Hot on the heels of discovering a protective form of immune response to spinal cord injury, researchers at the University of Virginia School of Medicine have pinpointed the biological trigger for that response – a vital step toward being able to harness the body’s defenses to improve treatment for spine injuries, brain trauma, Alzheimer’s disease and other neurodegenerative conditions.
The trigger for the immune response, the molecule interleukin-33, is concentrated in what is known as “white matter” in the healthy brain and spinal cord. Interleukin-33, the researchers have discovered, is released upon injury and activates cells called glia, beginning the body’s protective response and promoting recovery.

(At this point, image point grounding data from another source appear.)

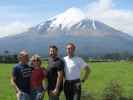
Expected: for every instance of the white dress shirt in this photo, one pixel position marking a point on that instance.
(73, 66)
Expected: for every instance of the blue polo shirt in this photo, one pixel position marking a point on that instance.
(22, 72)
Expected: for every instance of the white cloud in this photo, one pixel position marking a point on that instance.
(104, 11)
(13, 28)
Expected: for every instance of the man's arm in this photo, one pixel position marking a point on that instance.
(86, 74)
(58, 83)
(13, 82)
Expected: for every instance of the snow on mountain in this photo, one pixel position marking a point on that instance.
(92, 37)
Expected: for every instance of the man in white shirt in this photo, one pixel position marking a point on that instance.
(73, 66)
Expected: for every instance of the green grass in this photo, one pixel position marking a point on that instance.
(101, 75)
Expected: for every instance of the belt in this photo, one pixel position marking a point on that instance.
(73, 81)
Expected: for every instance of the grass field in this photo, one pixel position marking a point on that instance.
(101, 75)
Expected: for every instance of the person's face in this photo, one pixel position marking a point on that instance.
(52, 52)
(70, 50)
(24, 58)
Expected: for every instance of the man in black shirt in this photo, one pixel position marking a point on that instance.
(55, 74)
(21, 75)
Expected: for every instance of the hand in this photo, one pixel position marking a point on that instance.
(18, 94)
(54, 92)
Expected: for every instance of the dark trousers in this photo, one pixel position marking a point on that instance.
(72, 89)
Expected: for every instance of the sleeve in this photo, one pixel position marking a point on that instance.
(15, 71)
(82, 63)
(44, 73)
(61, 66)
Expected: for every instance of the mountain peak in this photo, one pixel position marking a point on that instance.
(68, 18)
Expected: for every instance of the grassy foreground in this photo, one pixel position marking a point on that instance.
(101, 75)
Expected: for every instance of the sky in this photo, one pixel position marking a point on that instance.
(17, 16)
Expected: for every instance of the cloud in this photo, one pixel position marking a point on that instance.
(13, 28)
(104, 11)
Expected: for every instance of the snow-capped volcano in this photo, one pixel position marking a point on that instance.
(67, 19)
(92, 37)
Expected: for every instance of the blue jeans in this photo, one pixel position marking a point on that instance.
(37, 94)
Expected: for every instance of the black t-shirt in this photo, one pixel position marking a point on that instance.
(54, 65)
(22, 72)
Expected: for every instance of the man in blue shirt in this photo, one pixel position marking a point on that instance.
(21, 75)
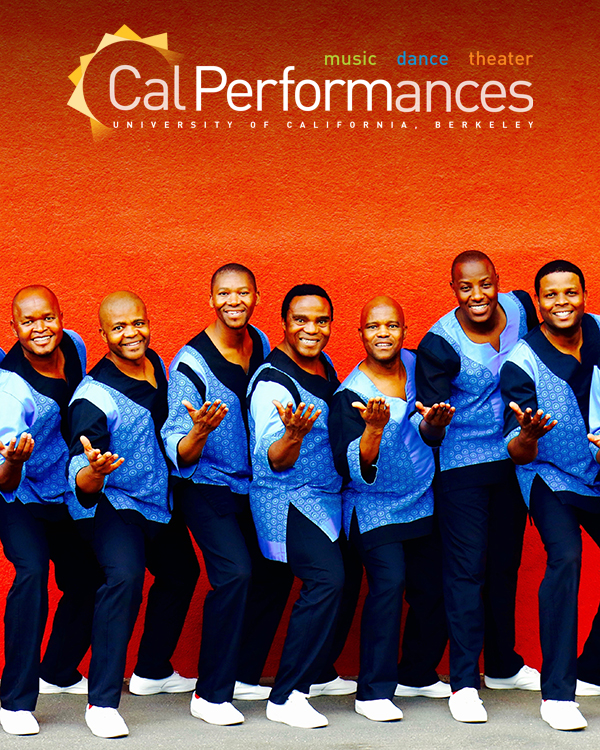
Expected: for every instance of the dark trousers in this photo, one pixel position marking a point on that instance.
(317, 561)
(124, 551)
(30, 541)
(353, 572)
(482, 538)
(249, 593)
(412, 566)
(560, 529)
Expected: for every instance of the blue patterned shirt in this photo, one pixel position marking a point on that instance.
(451, 367)
(123, 415)
(201, 373)
(539, 376)
(398, 491)
(34, 403)
(312, 484)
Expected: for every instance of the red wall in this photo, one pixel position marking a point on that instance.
(360, 211)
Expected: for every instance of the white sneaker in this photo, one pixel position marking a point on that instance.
(174, 683)
(245, 692)
(465, 705)
(586, 688)
(527, 678)
(221, 714)
(563, 715)
(77, 688)
(439, 689)
(339, 686)
(382, 709)
(296, 712)
(18, 722)
(105, 722)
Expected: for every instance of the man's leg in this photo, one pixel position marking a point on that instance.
(78, 576)
(463, 519)
(25, 545)
(269, 590)
(171, 559)
(229, 570)
(588, 664)
(559, 529)
(120, 549)
(353, 573)
(317, 561)
(425, 630)
(381, 619)
(508, 515)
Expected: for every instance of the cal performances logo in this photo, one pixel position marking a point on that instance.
(124, 34)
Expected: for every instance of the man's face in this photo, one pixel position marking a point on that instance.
(561, 301)
(37, 322)
(233, 298)
(382, 332)
(307, 326)
(475, 285)
(126, 329)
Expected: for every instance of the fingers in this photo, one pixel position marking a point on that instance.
(191, 409)
(87, 446)
(421, 408)
(516, 408)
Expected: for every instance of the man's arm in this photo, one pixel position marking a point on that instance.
(524, 423)
(437, 365)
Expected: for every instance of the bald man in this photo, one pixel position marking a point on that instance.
(37, 379)
(119, 474)
(388, 466)
(479, 505)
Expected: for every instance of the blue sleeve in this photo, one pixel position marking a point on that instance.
(516, 385)
(437, 366)
(345, 426)
(85, 419)
(184, 384)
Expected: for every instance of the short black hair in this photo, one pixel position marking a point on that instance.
(558, 266)
(304, 290)
(470, 256)
(232, 268)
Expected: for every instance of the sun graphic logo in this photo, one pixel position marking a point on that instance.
(124, 34)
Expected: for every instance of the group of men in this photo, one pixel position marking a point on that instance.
(418, 468)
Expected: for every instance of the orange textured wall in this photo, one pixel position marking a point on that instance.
(359, 210)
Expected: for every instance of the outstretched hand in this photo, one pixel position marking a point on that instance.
(18, 453)
(208, 417)
(533, 425)
(438, 415)
(299, 422)
(376, 413)
(595, 440)
(100, 463)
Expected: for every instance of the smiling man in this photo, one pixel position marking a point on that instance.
(119, 473)
(479, 504)
(388, 512)
(550, 388)
(295, 493)
(206, 438)
(37, 379)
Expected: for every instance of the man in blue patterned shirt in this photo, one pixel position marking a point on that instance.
(295, 493)
(388, 466)
(37, 379)
(479, 504)
(119, 475)
(550, 388)
(206, 439)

“It’s the first thing that tells the immune system that something’s been damaged,” said U.Va.’s Sachin Gadani, the lead author of a new paper outlining the discovery. “It’s how the immune system initially knows to respond.”
The researchers aren’t sure if interleukin-33 has other roles to play in addition to its role in injury response. “Interleukin-33 must be important to the central nervous system. It is expressed all the time – even in the healthy state – and we’ve only described its activity after injury,” said Jonathan Kipnis, a professor in the Department of Neuroscience and director of the Center for Brain Immunology and Glia. “From an evolutionary perspective it makes little sense. The system produces this constantly just in case of injury that may never come? I’d be surprised if there was no function beyond injury. IL-33 may represent a language through which [the central nervous system] is constantly talking with the immune system – or, in other words, a molecular mind-body connection.”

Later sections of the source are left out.